No more duty-free booze at KEF?

Photo: Heiddi

Photo: Heiddi mbl.is/Heiddi

The duty-free store at Iceland’s main international airport is selling alcohol illegally, according to an Icelandic wholesaler of alcohol drinks.

Under Icelandic law, the Icelandic Alcohol and Tobacco Monopoly (ÁTVR) is the sole legal vendor of alcohol for off-premises consumption in Iceland.

HOB Vín, an Icelandic wholesaler of alcohol drinks, maintains that the Iceland’s current Alcohol Act contains no provision allowing duty-free alcohol to be sold at the airport.

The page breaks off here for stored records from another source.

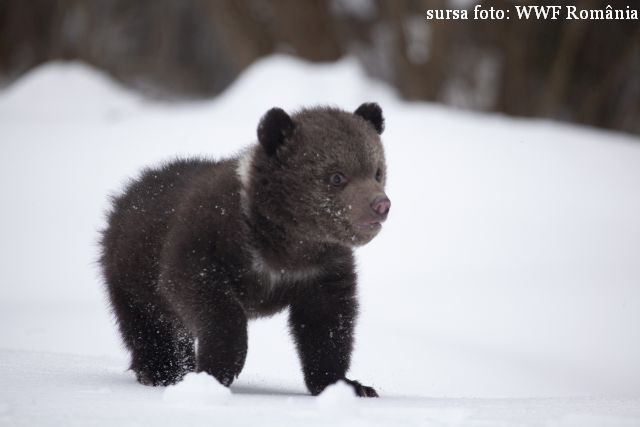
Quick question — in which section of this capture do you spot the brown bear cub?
[100,103,391,397]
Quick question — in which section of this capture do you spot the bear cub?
[100,103,391,397]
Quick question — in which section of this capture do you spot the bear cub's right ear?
[258,107,295,156]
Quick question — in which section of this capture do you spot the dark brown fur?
[101,104,389,396]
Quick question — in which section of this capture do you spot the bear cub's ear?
[354,102,384,135]
[258,107,295,156]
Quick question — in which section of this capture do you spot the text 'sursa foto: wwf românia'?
[100,103,391,396]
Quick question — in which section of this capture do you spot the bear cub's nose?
[371,196,391,218]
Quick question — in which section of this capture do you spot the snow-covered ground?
[0,57,640,426]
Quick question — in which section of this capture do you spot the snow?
[162,372,231,405]
[0,56,640,426]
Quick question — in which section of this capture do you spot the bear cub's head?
[243,103,391,247]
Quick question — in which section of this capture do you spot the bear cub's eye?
[329,172,347,187]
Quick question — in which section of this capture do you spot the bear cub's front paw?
[343,378,380,397]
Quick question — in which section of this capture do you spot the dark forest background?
[0,0,640,134]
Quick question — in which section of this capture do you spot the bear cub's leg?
[162,282,247,386]
[111,289,195,386]
[289,280,378,397]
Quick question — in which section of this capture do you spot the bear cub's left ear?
[258,107,295,156]
[354,102,384,135]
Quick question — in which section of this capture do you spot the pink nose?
[371,196,391,217]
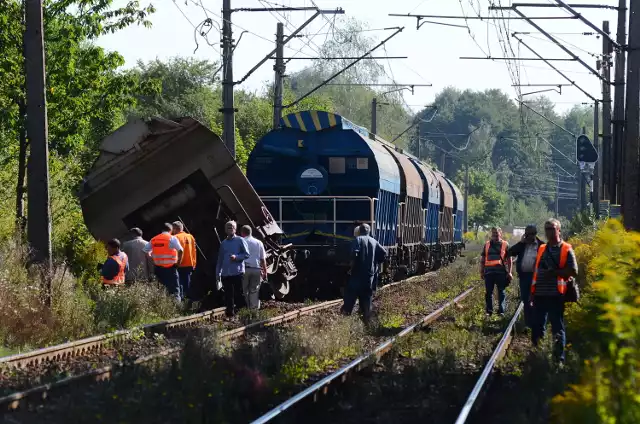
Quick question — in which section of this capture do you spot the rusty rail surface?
[0,308,225,368]
[0,272,436,368]
[251,287,475,424]
[455,302,524,424]
[0,299,342,410]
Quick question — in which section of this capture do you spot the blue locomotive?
[247,110,464,290]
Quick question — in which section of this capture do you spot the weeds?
[0,240,180,354]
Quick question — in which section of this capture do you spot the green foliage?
[456,169,506,225]
[94,283,180,333]
[553,220,640,424]
[0,235,180,350]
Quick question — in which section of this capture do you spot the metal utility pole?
[622,0,640,231]
[371,97,378,134]
[416,124,422,160]
[589,101,600,218]
[24,0,52,305]
[575,127,587,212]
[555,175,560,217]
[463,164,470,233]
[273,22,286,130]
[221,0,236,159]
[609,0,627,205]
[597,21,613,203]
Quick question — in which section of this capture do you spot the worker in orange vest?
[529,219,578,362]
[142,223,184,302]
[100,239,129,288]
[173,221,197,299]
[480,227,513,316]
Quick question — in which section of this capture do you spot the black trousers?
[222,274,244,317]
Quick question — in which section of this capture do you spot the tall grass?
[553,220,640,424]
[0,239,180,354]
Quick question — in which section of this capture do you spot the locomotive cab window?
[329,158,346,174]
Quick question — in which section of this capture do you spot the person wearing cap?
[100,239,129,288]
[173,221,197,299]
[142,223,184,302]
[509,225,544,328]
[122,227,153,284]
[240,225,267,309]
[342,224,387,322]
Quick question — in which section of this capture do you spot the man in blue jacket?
[342,224,387,322]
[509,225,544,328]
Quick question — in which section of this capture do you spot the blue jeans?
[518,272,534,328]
[342,276,374,321]
[531,296,567,361]
[484,272,507,314]
[155,265,181,302]
[178,266,193,299]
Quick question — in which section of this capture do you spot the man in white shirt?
[240,225,267,309]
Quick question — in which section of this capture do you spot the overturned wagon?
[80,118,296,298]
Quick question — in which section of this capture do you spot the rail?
[0,299,342,410]
[0,308,230,368]
[455,302,524,424]
[252,287,475,424]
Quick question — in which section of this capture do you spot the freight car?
[79,118,296,298]
[247,110,464,296]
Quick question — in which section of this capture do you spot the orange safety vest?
[176,231,197,268]
[484,240,507,268]
[150,233,178,268]
[531,242,571,294]
[102,252,129,286]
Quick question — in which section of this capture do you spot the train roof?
[280,110,450,201]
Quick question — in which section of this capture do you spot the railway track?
[0,308,225,368]
[455,302,524,424]
[252,287,475,424]
[0,273,436,410]
[252,282,524,424]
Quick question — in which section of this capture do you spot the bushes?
[553,220,640,424]
[0,239,179,354]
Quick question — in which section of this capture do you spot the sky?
[98,0,618,116]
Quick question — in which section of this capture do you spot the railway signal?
[576,134,598,163]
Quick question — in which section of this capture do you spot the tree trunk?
[16,99,28,236]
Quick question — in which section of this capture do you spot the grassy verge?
[0,238,181,355]
[6,261,476,423]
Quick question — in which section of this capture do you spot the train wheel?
[269,280,290,300]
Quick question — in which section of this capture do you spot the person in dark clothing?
[480,227,513,316]
[98,239,129,288]
[342,224,387,322]
[509,225,544,328]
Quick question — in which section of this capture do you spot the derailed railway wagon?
[247,110,464,291]
[79,118,297,298]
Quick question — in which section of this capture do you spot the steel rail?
[251,287,475,424]
[0,308,230,368]
[0,299,342,410]
[455,302,524,424]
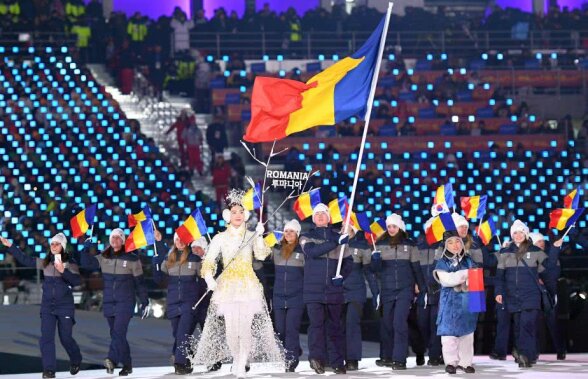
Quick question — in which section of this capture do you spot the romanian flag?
[433,183,455,208]
[549,208,584,230]
[127,206,152,228]
[263,231,284,247]
[241,183,261,211]
[564,188,580,209]
[125,219,155,253]
[476,218,496,245]
[468,268,486,313]
[329,197,349,224]
[176,208,207,244]
[243,17,385,142]
[425,213,457,245]
[370,218,388,239]
[460,195,488,220]
[294,188,321,220]
[69,204,96,238]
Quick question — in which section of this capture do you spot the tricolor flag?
[243,17,386,142]
[370,218,387,239]
[263,231,284,247]
[241,183,261,211]
[125,219,155,253]
[425,213,457,245]
[564,188,580,209]
[549,208,584,230]
[294,188,321,220]
[433,183,455,208]
[127,206,152,228]
[476,218,496,245]
[69,204,96,238]
[468,268,486,313]
[176,208,207,244]
[460,195,488,220]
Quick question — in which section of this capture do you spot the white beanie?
[190,237,208,250]
[386,213,406,232]
[312,203,331,222]
[108,228,125,245]
[451,212,470,228]
[284,219,302,236]
[431,203,449,217]
[51,233,67,252]
[529,233,545,244]
[510,220,529,239]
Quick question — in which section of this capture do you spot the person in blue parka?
[0,233,82,378]
[495,220,554,368]
[433,231,478,374]
[370,213,427,370]
[153,231,206,375]
[272,219,304,372]
[300,203,353,374]
[80,228,149,376]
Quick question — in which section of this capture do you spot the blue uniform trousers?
[274,308,304,368]
[417,304,441,359]
[39,313,82,371]
[345,302,363,361]
[106,314,133,366]
[306,303,345,368]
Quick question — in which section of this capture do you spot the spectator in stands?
[182,122,204,176]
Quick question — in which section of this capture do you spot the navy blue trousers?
[512,309,539,361]
[170,312,196,365]
[381,298,411,362]
[106,314,133,366]
[274,308,304,368]
[39,313,82,371]
[494,303,511,356]
[306,303,345,368]
[345,302,363,361]
[413,304,441,359]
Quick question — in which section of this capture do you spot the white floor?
[6,354,588,379]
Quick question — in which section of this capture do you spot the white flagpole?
[335,2,394,278]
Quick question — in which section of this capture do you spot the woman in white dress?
[192,190,285,378]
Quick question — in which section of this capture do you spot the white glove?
[204,275,216,291]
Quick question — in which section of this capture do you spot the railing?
[191,30,588,59]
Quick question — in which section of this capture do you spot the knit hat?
[510,220,529,239]
[50,233,67,251]
[451,212,470,228]
[108,228,125,245]
[312,203,331,222]
[284,219,302,236]
[529,233,545,244]
[386,213,406,232]
[190,237,208,250]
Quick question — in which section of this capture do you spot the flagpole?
[335,2,394,278]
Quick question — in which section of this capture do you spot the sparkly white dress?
[186,223,284,377]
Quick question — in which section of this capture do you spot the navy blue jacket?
[300,226,353,304]
[343,236,380,303]
[153,244,204,318]
[80,247,149,317]
[272,245,304,309]
[8,245,82,318]
[418,242,443,305]
[495,241,554,312]
[371,238,426,304]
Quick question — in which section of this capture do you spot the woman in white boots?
[192,190,284,378]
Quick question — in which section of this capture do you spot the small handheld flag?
[127,206,152,228]
[69,204,96,238]
[176,208,207,244]
[125,219,155,253]
[293,188,321,220]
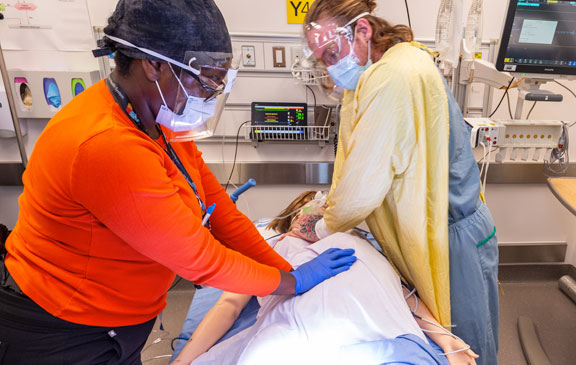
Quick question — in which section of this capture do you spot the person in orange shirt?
[0,0,356,364]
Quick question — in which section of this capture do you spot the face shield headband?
[303,12,370,66]
[306,13,372,90]
[107,35,238,142]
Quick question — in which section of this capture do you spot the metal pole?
[0,43,28,168]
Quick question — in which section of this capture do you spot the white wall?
[0,0,576,265]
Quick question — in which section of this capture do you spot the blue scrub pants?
[449,201,498,365]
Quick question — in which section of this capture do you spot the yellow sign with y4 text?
[286,0,314,24]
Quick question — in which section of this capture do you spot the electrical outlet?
[272,46,286,68]
[242,46,256,67]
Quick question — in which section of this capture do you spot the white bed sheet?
[193,233,426,365]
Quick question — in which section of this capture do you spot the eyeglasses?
[182,66,228,101]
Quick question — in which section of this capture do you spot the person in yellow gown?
[293,0,498,365]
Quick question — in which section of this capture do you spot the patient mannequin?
[172,191,478,365]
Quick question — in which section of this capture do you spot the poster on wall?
[286,0,314,24]
[0,0,94,51]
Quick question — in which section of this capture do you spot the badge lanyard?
[106,74,210,229]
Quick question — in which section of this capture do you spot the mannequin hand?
[441,338,479,365]
[292,248,356,294]
[446,349,479,365]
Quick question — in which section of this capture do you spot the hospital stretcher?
[172,223,448,364]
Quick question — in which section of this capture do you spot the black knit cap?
[104,0,232,62]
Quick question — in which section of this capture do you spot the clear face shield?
[107,35,239,142]
[156,52,238,142]
[302,22,354,67]
[304,13,372,90]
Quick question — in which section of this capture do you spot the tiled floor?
[142,267,576,365]
[498,264,576,365]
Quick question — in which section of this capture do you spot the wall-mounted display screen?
[496,0,576,75]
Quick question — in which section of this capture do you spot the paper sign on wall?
[286,0,314,24]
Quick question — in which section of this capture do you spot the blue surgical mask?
[327,53,372,90]
[326,28,372,90]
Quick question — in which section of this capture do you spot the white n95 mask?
[156,95,218,132]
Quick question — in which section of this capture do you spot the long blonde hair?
[266,191,316,233]
[304,0,414,52]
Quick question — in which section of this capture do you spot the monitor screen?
[252,102,307,127]
[496,0,576,75]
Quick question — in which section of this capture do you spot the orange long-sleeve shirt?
[6,81,291,326]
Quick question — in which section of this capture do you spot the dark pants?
[0,287,155,365]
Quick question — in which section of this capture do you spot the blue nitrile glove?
[291,248,356,294]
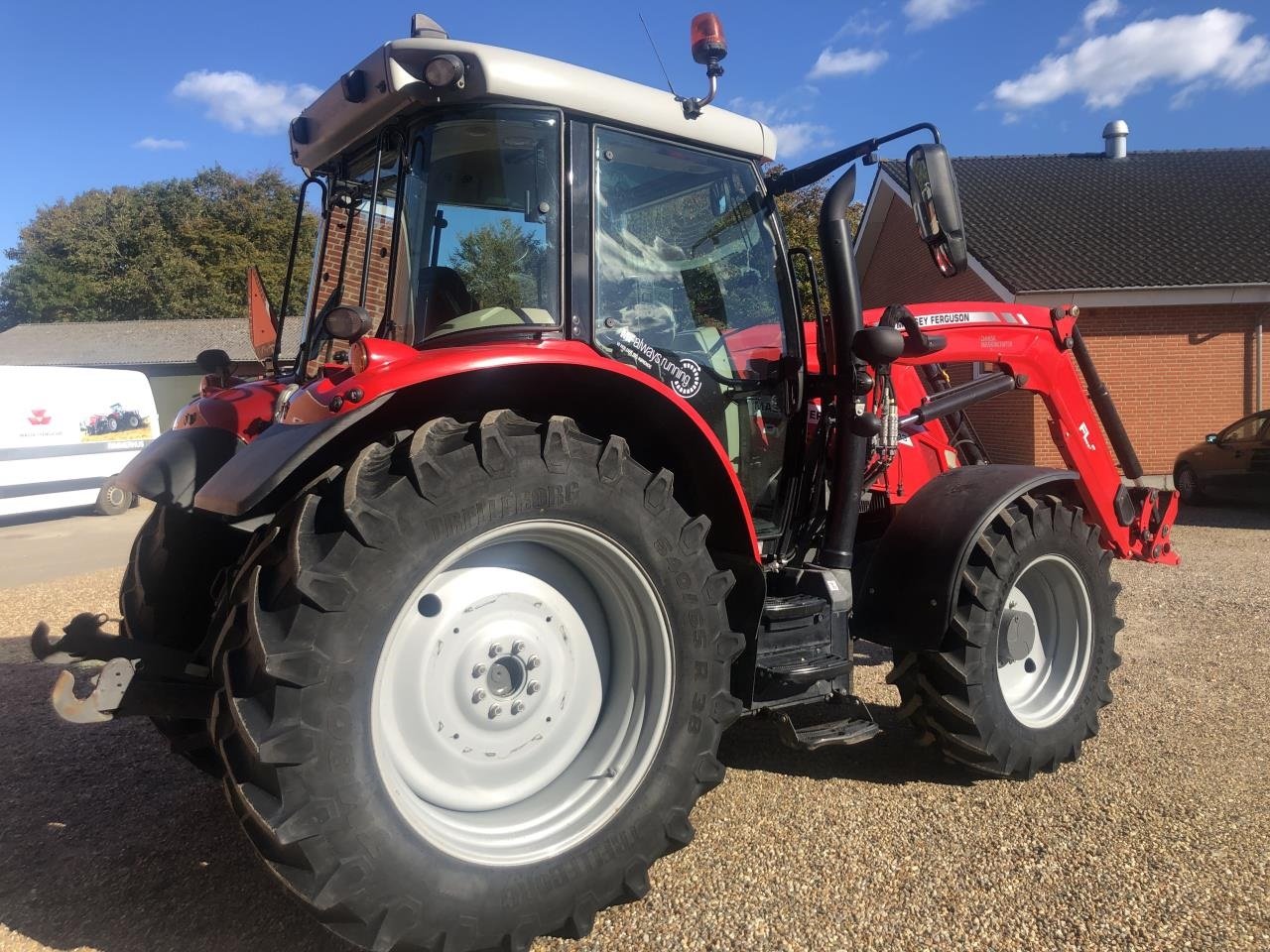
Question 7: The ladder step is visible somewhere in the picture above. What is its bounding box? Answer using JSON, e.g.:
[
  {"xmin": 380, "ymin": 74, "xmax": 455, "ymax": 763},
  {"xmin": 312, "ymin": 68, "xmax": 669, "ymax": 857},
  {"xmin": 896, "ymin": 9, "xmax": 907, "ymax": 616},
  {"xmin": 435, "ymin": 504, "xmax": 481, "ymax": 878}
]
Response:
[
  {"xmin": 776, "ymin": 713, "xmax": 881, "ymax": 750},
  {"xmin": 758, "ymin": 653, "xmax": 852, "ymax": 684}
]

Such permission did exist in previous versions of the legislation, but was removed when the Act was overhauled back in 1998 and never replaced.

This means that ÁTVR is now the only outfit legally authorised to sell alcohol retail in Iceland and that the Duty Free Store at Keflavík International Airport is doing so illegally, claims HOB VÍN.

Old customs legislation also empowered the finance minister to authorise the sale of alcohol at duty-free establishments, but even this provision fell by the wayside when the new Customs Act was adopted in 2005.

A lawyer has been brought into the case and charges against the KEF Duty Free Store have been pressed.